Graphene has a hexagonal structure
tahir
On having this app for quite a bit time, Haven't realised there's a chat room in it.
Cied
what is biological synthesis of nanoparticles
Sanket Reply
what's the easiest and fastest way to the synthesize AgNP?
Damian Reply
China
Cied
types of nano material
abeetha Reply
I start with an easy one. carbon nanotubes woven into a long filament like a string
Porter
many many of nanotubes
Porter
what is the k.e before it land
Yasmin
what is the function of carbon nanotubes?
Cesar
I'm interested in nanotube
Uday
what is nanomaterials​ and their applications of sensors.
Ramkumar Reply
what is nano technology
Sravani Reply
what is system testing?
AMJAD
preparation of nanomaterial
Victor Reply
Yes, Nanotechnology has a very fast field of applications and their is always something new to do with it...
Himanshu Reply
good afternoon madam
AMJAD
what is system testing
AMJAD
what is the application of nanotechnology?
Stotaw
In this morden time nanotechnology used in many field . 1-Electronics-manufacturad IC ,RAM,MRAM,solar panel etc 2-Helth and Medical-Nanomedicine,Drug Dilivery for cancer treatment etc 3- Atomobile -MEMS, Coating on car etc. and may other field for details you can check at Google
Azam
anybody can imagine what will be happen after 100 years from now in nano tech world
Prasenjit
after 100 year this will be not nanotechnology maybe this technology name will be change . maybe aftet 100 year . we work on electron lable practically about its properties and behaviour by the different instruments
Azam
name doesn't matter , whatever it will be change... I'm taking about effect on circumstances of the microscopic world
Prasenjit
how hard could it be to apply nanotechnology against viral infections such HIV or Ebola?
Damian
silver nanoparticles could handle the job?
Damian
not now but maybe in future only AgNP maybe any other nanomaterials
Azam
Hello
Uday
I'm interested in Nanotube
Uday
this technology will not going on for the long time , so I'm thinking about femtotechnology 10^-15
Prasenjit
how did you get the value of 2000N.What calculations are needed to arrive at it
Smarajit Reply
Privacy Information Security Software Version 1.1a
Good
Berger describes sociologists as concerned with
Mueller Reply
Got questions?
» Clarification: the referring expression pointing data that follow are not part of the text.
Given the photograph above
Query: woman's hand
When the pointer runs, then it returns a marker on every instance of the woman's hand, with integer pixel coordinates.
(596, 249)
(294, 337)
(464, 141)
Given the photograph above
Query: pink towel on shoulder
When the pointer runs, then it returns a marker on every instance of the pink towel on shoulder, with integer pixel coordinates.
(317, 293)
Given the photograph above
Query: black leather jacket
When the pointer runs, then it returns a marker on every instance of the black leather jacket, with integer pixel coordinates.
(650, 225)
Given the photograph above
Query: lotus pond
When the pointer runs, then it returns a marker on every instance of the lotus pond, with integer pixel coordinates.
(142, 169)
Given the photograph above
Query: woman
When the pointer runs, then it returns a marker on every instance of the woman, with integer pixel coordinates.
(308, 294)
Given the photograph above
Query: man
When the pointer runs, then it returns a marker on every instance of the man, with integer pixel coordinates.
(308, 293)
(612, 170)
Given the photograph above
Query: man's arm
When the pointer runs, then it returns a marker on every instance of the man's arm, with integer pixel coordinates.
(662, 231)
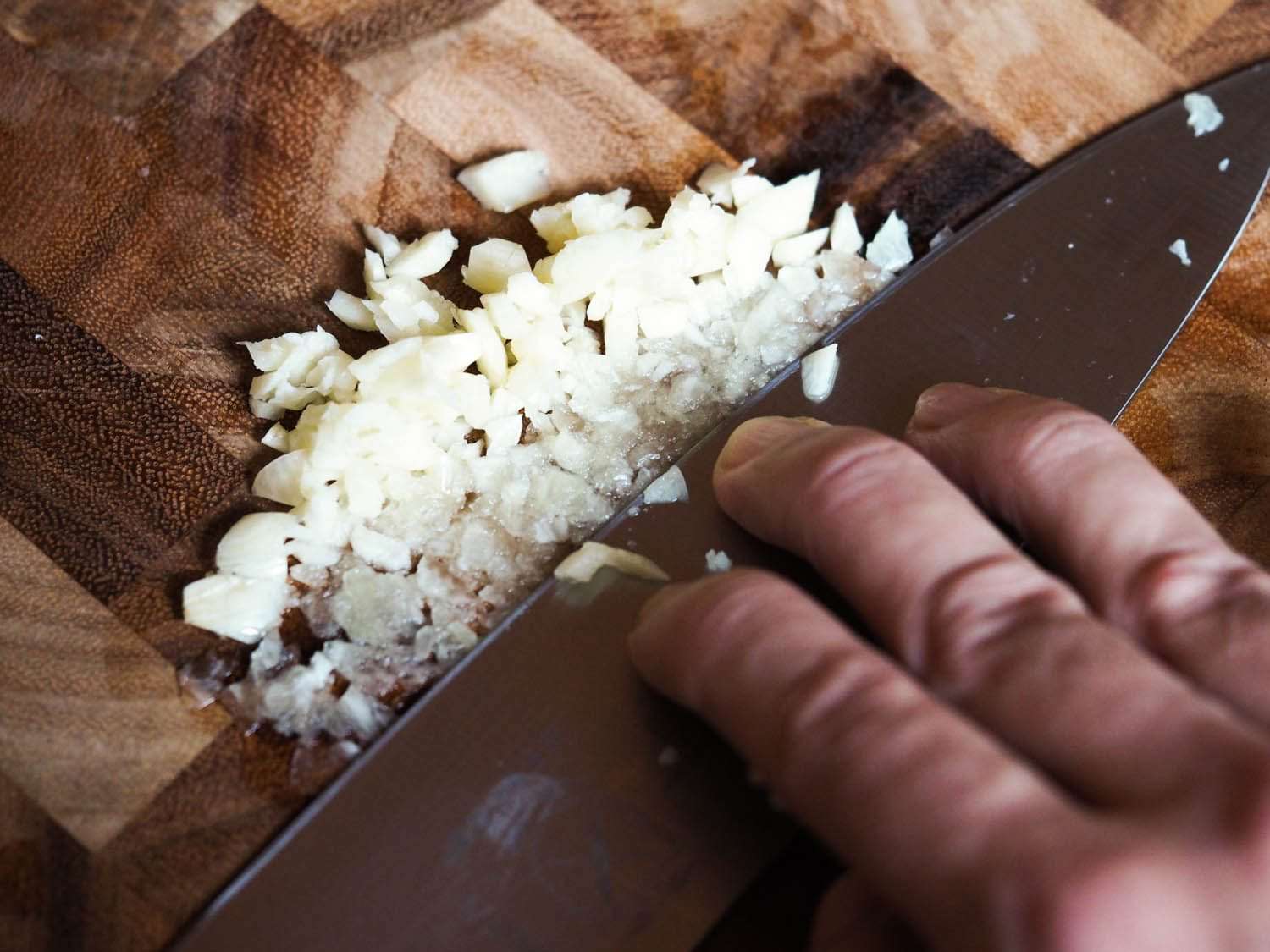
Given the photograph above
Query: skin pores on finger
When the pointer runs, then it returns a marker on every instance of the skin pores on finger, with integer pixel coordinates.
(875, 520)
(1071, 484)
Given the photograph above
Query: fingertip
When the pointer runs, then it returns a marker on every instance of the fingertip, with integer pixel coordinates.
(757, 436)
(945, 404)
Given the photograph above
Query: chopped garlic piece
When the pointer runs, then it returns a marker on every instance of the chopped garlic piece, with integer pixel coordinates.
(239, 608)
(889, 249)
(279, 479)
(581, 566)
(277, 438)
(716, 180)
(747, 188)
(351, 310)
(718, 561)
(820, 373)
(668, 487)
(433, 479)
(423, 258)
(784, 211)
(1179, 248)
(378, 550)
(254, 546)
(383, 241)
(508, 182)
(799, 249)
(1201, 113)
(492, 263)
(845, 234)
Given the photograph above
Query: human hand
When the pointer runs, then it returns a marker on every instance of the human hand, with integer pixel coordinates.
(1071, 759)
Join the online conversation and get instant answers!
QuizOver.com Reply

Get the best Algebra and trigonometry course in your pocket!





Source:  OpenStax, Digestive system. OpenStax CNX. Feb 23, 2015 Download for free at http://legacy.cnx.org/content/col11761/1.1
Google Play and the Google Play logo are trademarks of Google Inc.

Notification Switch

Would you like to follow the 'Digestive system' conversation and receive update notifications?